Further studies might clarify whether a chitinase is constitutively present in the gastrointestinal tract in dogs. In addition, because chitinase was determined in the feces of the dogs, it is also possible that the actual amount of chitinase was no longer detectable in the feces if possible chitinase production occurred in the stomach or small intestine and the enzyme would possibly be degraded during colonic passage.

Conclusion

The results demonstrated similar apparent digestibility of crude nutrients compared to a commercial complete feed with lamb as the main protein source.

The results available show no evidence of incompatibility, so that the use of the larval meal studied as a protein component in the diet of dogs is possible.

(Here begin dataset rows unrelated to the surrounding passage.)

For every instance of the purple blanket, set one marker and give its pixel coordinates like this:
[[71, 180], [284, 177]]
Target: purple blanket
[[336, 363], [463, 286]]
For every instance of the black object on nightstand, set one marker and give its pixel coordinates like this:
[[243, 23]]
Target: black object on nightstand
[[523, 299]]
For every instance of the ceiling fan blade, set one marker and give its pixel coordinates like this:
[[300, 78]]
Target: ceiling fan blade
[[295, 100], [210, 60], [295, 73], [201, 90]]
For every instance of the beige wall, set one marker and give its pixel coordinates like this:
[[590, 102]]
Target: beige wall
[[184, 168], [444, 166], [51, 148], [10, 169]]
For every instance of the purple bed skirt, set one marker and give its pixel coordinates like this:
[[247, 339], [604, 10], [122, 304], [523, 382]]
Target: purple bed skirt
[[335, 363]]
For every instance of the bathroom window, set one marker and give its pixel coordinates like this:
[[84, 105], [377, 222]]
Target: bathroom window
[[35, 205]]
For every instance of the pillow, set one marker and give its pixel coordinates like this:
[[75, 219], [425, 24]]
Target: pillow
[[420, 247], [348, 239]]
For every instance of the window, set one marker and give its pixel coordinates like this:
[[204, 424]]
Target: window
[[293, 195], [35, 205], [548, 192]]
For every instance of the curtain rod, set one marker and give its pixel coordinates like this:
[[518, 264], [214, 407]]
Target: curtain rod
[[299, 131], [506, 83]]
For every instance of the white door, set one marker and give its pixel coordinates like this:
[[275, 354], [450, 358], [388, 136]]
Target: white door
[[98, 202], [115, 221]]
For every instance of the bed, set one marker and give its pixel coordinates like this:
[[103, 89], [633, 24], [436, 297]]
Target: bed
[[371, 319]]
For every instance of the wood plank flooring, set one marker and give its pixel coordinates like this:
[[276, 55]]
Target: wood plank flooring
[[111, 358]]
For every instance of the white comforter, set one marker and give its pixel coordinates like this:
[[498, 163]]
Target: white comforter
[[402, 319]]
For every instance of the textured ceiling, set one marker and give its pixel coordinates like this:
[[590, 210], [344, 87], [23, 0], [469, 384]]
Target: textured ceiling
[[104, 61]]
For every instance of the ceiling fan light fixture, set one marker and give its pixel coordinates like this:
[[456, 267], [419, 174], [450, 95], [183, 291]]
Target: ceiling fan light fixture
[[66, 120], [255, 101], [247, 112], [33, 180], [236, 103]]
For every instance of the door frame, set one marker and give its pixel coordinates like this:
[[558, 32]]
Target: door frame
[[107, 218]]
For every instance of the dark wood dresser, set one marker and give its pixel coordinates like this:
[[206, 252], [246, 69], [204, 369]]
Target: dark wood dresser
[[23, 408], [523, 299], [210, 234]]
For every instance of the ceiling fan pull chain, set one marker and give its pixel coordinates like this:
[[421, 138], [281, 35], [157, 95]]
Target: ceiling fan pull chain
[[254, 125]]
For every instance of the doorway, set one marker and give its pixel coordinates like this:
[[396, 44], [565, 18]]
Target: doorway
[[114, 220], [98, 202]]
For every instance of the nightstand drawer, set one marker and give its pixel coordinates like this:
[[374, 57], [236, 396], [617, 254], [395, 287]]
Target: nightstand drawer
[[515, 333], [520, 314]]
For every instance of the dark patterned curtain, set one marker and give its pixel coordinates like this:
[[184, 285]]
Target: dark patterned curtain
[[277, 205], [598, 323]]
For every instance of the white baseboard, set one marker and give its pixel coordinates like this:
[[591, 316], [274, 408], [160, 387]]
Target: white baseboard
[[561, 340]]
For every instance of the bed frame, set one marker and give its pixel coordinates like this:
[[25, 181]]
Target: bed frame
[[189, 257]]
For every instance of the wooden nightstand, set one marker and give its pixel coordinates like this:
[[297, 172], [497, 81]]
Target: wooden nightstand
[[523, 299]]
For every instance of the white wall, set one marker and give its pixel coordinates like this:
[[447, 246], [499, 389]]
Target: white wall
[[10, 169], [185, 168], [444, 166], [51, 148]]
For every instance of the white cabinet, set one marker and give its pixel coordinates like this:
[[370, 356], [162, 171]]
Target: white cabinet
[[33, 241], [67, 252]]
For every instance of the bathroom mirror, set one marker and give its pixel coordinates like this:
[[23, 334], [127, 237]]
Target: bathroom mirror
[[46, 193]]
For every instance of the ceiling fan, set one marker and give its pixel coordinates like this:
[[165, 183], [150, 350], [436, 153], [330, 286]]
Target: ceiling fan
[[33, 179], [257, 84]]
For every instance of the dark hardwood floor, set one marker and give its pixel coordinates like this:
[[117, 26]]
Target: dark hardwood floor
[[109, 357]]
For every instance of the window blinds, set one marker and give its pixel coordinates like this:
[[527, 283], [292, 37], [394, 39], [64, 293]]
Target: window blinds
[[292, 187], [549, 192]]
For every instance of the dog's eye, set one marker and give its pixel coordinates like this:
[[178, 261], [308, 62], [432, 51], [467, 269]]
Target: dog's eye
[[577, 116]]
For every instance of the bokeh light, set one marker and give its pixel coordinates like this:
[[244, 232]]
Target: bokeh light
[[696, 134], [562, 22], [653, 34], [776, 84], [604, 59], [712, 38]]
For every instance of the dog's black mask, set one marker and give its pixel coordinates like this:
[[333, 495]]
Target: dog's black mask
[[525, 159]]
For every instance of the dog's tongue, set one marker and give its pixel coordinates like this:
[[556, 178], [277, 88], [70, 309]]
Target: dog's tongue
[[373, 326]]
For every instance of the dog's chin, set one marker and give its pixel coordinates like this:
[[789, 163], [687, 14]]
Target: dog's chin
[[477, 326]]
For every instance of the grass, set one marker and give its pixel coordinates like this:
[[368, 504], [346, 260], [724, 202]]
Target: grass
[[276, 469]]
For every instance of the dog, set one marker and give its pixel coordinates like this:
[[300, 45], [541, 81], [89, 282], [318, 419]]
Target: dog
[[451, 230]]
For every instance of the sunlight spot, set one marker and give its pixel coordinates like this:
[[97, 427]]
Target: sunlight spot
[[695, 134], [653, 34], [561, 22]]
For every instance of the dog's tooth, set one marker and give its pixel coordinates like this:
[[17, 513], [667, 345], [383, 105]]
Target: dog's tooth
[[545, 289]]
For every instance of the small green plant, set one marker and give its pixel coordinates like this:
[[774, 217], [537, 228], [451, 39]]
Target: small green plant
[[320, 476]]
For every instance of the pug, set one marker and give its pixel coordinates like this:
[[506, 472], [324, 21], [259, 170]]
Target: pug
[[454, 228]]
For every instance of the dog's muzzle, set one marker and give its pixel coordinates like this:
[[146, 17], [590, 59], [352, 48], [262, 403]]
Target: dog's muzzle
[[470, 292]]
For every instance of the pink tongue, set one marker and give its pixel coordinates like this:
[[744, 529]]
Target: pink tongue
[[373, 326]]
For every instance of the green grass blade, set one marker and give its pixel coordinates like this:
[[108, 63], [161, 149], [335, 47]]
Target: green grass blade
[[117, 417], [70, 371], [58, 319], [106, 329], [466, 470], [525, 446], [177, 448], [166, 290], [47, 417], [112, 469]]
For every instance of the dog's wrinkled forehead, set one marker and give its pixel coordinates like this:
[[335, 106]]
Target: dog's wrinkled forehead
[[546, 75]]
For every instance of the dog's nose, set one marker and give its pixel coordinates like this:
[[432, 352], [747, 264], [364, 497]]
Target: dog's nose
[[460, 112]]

Neither immunological nor hematological differences between the two feeding groups could be detected. Examination of the concentrations of microbial metabolites in the fecal samples revealed higher concentrations of short-chain fatty acids and ammonium in the feces of the dogs after ingestion of the control diet. As expected, more chitin was detected in the experimental diet than in the control diet. This did not affect the chitinase activity in the feces.

Within the scope of this study, no negative effects could be determined in the feeding trial by the experimental feed with Hermetia illucens larvae meal in dogs, so that a good tolerance can be assumed within the investigated dosage range.